Principle:Ggml org Llama cpp Vocabulary System
| Knowledge Sources | |
|---|---|
| Domains | Tokenization, Vocabulary |
| Last Updated | 2026-02-15 00:00 GMT |
Overview
The Vocabulary System is the principle of managing the token vocabulary, special tokens, and tokenizer configuration used by language models.
Description
This principle covers the vocabulary data structure that stores the mapping between token IDs and their text representations, along with tokenizer-specific metadata such as merge rules (for BPE), scores (for SentencePiece), special token definitions (BOS, EOS, padding, unknown), and pre-tokenization rules. The vocabulary is loaded from GGUF model metadata and used by the tokenization and detokenization pipelines.
Usage
Apply this principle when implementing tokenizer logic, handling special tokens in prompt construction, or when extending vocabulary support for new tokenizer types.
Theoretical Basis
Language model vocabularies define the discrete token set that the model operates over.
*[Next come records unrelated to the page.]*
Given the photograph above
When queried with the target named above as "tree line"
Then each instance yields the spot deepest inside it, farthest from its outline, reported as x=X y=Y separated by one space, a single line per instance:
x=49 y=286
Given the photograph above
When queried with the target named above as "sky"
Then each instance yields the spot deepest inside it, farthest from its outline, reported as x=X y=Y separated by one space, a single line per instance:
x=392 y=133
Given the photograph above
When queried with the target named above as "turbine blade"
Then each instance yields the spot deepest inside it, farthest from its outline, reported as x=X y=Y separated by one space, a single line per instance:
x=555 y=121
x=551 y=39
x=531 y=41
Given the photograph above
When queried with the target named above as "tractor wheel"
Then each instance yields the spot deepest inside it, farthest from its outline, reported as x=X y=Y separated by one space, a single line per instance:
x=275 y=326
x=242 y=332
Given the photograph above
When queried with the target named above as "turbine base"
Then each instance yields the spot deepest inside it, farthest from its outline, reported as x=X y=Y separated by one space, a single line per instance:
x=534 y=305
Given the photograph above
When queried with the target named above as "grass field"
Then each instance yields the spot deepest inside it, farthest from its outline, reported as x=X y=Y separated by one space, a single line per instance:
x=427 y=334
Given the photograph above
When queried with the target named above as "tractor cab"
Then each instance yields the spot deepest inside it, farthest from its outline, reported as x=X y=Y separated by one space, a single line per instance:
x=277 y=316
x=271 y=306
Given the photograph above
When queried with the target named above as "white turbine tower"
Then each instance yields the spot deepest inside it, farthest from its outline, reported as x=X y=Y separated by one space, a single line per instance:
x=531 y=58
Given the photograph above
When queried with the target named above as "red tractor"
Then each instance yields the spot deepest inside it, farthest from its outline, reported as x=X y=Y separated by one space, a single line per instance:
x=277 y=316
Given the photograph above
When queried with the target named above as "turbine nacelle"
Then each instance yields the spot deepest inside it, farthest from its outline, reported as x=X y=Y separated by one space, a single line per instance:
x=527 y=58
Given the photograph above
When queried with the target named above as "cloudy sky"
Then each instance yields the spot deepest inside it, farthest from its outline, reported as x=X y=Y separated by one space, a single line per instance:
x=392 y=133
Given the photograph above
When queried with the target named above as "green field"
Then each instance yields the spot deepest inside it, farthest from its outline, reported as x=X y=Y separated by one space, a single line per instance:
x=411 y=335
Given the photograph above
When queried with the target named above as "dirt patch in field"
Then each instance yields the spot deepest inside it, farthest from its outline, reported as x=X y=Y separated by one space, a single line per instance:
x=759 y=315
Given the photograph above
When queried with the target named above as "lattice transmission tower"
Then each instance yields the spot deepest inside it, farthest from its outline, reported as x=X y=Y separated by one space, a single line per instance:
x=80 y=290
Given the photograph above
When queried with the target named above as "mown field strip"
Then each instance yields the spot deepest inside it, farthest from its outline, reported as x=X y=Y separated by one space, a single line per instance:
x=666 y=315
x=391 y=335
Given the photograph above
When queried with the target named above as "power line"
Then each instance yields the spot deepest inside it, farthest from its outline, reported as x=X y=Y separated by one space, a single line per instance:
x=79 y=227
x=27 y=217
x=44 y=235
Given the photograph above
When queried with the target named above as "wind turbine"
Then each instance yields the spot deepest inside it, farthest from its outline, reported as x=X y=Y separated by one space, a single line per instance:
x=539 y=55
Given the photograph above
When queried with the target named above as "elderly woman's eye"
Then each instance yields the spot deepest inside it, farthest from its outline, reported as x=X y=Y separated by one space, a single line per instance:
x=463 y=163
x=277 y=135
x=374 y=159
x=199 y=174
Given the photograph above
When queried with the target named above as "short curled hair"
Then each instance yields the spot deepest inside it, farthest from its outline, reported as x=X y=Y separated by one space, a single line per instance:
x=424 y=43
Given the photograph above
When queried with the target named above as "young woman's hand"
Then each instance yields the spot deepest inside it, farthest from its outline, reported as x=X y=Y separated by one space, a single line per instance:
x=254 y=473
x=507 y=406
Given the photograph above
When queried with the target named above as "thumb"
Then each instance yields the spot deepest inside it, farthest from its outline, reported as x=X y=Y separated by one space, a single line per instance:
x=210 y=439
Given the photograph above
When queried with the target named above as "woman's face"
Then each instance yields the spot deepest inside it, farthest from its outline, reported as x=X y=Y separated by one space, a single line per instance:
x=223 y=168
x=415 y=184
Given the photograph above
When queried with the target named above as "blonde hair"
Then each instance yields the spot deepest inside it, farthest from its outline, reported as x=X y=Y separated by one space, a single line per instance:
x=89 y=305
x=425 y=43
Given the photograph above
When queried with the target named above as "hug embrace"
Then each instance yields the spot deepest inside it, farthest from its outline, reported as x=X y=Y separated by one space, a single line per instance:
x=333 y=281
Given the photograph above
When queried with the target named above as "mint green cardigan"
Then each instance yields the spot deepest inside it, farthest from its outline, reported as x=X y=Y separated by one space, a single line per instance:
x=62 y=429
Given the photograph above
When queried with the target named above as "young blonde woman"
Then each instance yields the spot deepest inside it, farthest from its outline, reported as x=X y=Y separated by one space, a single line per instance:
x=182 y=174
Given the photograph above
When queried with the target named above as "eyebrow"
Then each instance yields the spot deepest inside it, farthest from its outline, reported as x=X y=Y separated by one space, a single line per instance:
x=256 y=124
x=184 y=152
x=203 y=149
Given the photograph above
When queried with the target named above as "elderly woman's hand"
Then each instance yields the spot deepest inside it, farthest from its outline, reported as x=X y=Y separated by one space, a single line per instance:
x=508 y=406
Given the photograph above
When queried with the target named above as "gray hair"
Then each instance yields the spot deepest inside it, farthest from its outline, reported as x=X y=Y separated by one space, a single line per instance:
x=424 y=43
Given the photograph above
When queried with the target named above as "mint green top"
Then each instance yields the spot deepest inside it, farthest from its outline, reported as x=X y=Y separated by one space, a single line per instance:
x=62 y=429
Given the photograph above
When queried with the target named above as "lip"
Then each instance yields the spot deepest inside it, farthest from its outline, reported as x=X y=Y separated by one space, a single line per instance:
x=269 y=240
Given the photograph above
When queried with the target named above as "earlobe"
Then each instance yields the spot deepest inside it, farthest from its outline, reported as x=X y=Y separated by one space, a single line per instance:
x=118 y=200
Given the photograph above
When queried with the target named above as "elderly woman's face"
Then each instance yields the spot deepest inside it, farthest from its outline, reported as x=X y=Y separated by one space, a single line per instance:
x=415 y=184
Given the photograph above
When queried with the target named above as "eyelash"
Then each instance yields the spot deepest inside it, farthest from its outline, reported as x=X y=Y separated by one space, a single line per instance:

Different tokenizer algorithms (BPE, SentencePiece, WordPiece) use different data structures: BPE requires merge rules that define how byte pairs are combined, SentencePiece uses scores to rank candidate tokenizations, and WordPiece uses a prefix-based lookup. The vocabulary system must also manage special tokens that have semantic meaning to the model (beginning/end of sequence, padding, unknown token) and ensure that these are correctly handled during both tokenization and generation. The header defines the data structures and interface used throughout the codebase to access vocabulary information.